Die permanente Vernetzung führe aber auch zu Problemen, etwa durch eine ständige Erreichbarkeit. «Früher konnte ich ein Treffen oder ein Telefonat ablehnen mit dem Argument, dass ich gerade unterwegs im Auto oder Zug bin. Die Ausrede zieht jetzt nicht mehr, da alle wissen, dass ich zuhause erreichbar bin. Ich habe jetzt jedenfalls bedeutend mehr Meetings als je zuvor», so Lubich.

Sicherheit bereitet Bauchschmerzen

Auch konstatiert Lubich, dass die ICT-Performance während der Krise ausreichend hoch war, dass sich aber die Qualität und Sicherheit nicht verbessert habe. Bei der Qualität hätten Viele eine gewisse Toleranz entwickelt und würden beispielsweise verwackelte oder eingefrohrene Videos ignorieren. «Wenn ich aber die Sicherheit betrachte, habe ich schon Bauchschmerzen», gibt Lubich offen zu.
So würden viele Anwender ohne VPN Home Office betreiben. Viele Collaboration- und Conferencing-Werkzeuge verwendeten zudem offene Ports. Darüber hinaus kämen bei diversen Anwendern gleich mehrere solcher Tools zum Einsatz, die oft nachweislich unsicher seien. «IT-Verantwortliche mussten viele Löcher in ihren Sicherheitszaun bohren», konstatiert Lubich und bezweifelt, dass diese Lücken so rasch wieder geschlossen werden können. Auch die vermehrte «Mischnutzung» von Privatgeräten und dies auch noch unkontrolliert öffne weitere Sicherheitstore.
Aber auch auf der Seite der professionellen IT beobachtet Lubich Bedenkliches. So hätten viele Verantwortliche die Sicherheitsregeln der Schutzsysteme kurzerhand beim ersten Lockdown ausser Kraft gesetzt, um den Betrieb zu gewährleisten. Solche «Notlösungen» dürfen ihm zufolge nur temporärer Natur sein und müssten schnellstmöglich in einen geregelten und sicheren Betrieb überführt werden.

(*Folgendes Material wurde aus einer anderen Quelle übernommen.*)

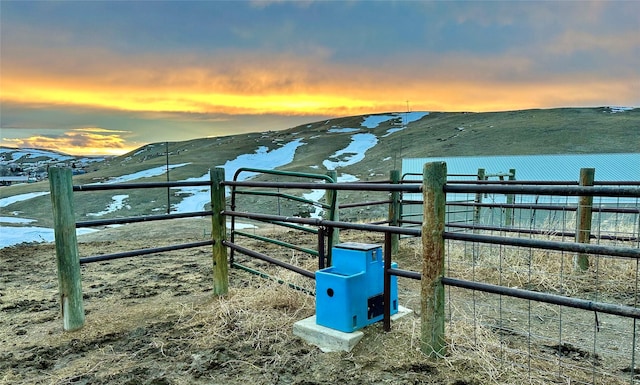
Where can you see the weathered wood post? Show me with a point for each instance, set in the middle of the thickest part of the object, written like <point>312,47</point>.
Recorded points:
<point>219,233</point>
<point>511,199</point>
<point>477,210</point>
<point>334,233</point>
<point>67,259</point>
<point>433,343</point>
<point>583,218</point>
<point>394,210</point>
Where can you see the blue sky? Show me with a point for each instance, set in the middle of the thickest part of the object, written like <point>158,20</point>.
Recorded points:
<point>109,76</point>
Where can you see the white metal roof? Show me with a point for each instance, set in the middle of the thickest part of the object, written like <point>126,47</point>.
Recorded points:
<point>563,167</point>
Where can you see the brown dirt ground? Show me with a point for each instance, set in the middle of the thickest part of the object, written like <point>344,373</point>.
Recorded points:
<point>154,320</point>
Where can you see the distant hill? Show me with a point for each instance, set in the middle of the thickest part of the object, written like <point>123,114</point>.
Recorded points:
<point>361,148</point>
<point>549,131</point>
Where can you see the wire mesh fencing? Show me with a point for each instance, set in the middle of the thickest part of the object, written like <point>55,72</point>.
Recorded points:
<point>550,343</point>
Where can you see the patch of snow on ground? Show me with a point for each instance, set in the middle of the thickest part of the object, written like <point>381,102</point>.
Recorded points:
<point>360,143</point>
<point>620,109</point>
<point>263,159</point>
<point>345,178</point>
<point>410,117</point>
<point>10,236</point>
<point>117,204</point>
<point>315,196</point>
<point>4,202</point>
<point>374,121</point>
<point>143,174</point>
<point>407,118</point>
<point>335,130</point>
<point>199,197</point>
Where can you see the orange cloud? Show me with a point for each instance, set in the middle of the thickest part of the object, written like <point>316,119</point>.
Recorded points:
<point>81,141</point>
<point>261,83</point>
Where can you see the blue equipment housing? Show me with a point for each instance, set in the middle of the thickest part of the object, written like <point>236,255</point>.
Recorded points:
<point>349,294</point>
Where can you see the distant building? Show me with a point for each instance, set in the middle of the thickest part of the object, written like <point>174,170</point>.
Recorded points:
<point>9,180</point>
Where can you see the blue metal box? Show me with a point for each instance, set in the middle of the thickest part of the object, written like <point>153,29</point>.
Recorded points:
<point>349,294</point>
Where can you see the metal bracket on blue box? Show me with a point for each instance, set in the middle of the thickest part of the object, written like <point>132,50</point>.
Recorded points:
<point>349,294</point>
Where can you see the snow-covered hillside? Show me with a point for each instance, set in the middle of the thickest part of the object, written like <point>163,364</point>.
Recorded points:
<point>195,198</point>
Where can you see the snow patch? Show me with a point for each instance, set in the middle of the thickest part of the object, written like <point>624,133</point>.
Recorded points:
<point>4,202</point>
<point>337,130</point>
<point>117,204</point>
<point>353,153</point>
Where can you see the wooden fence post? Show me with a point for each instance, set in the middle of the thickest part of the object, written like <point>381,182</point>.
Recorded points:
<point>433,343</point>
<point>511,199</point>
<point>219,233</point>
<point>583,218</point>
<point>394,210</point>
<point>477,210</point>
<point>67,259</point>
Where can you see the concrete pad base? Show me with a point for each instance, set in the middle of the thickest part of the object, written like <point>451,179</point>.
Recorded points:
<point>331,340</point>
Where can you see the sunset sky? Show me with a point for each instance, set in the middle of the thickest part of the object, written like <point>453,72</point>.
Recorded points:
<point>105,77</point>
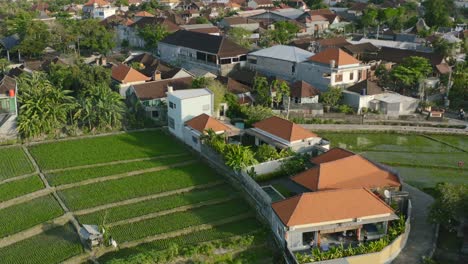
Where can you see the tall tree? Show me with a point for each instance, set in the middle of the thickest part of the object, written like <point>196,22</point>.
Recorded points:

Vertrauensverlust in Zeit- und Budget-Planung der IT

Zu guter Letzt sieht Lubich harte Zeiten auf die IT-Abteilungen zukommen. Denn beim IT-technischen Handling der Krise seien die Verantwortlichen «ein bisschen zu gut» gewesen, zu reibungslos hätte die Umstellung auf «Home Office» in den meisten Fällen geklappt.
Auch an der virtuellen Ausgabe der InfoGuard-Hausmesse bot sich den Teilnehmenden die Möglichkeit zum Networking
Quelle: InfoGuard
«Damit haben wir uns ein typische IT-Ei gelegt», sagt Lubisch und fragt sich, wie viel Budget und Vorlaufzeit wohl ein CIO verlangt hätte, wenn die Firmenleitung die Umstellung des Unternehmens auf Home Office als Übung von der IT-Abteilung verlangt hätte. «Sicherlich wäre da eine Schätzung der IT in folgendem Umfang herausgekommen: ein halbes bis ein Jahr Vorlaufzeit, 200'000 bis 500'000 Franken Extra-Budget und drei Planstellen, die permanent in der IT-Abteilung bleiben sollen», rechnet Lubich vor. «Jetzt haben die Damen und Herren das aber in Wochen geschafft ohne Zusatzbudget und ohne Zusatzpersonal», führt er seinen Gedankengang weiter aus.
Die Folge ist laut Lubich leider fatal: «Niemand glaubt mehr an die Budgets und Zeitpläne der IT». Bei jeder künftigen Budget-Disskussion werde die Bewältigung der Corona-Krise durch die IT als Argument gegen zusätzliche Kosten und zusätzliches Personal von der Geschäftsleitung ins Feld geführt werden.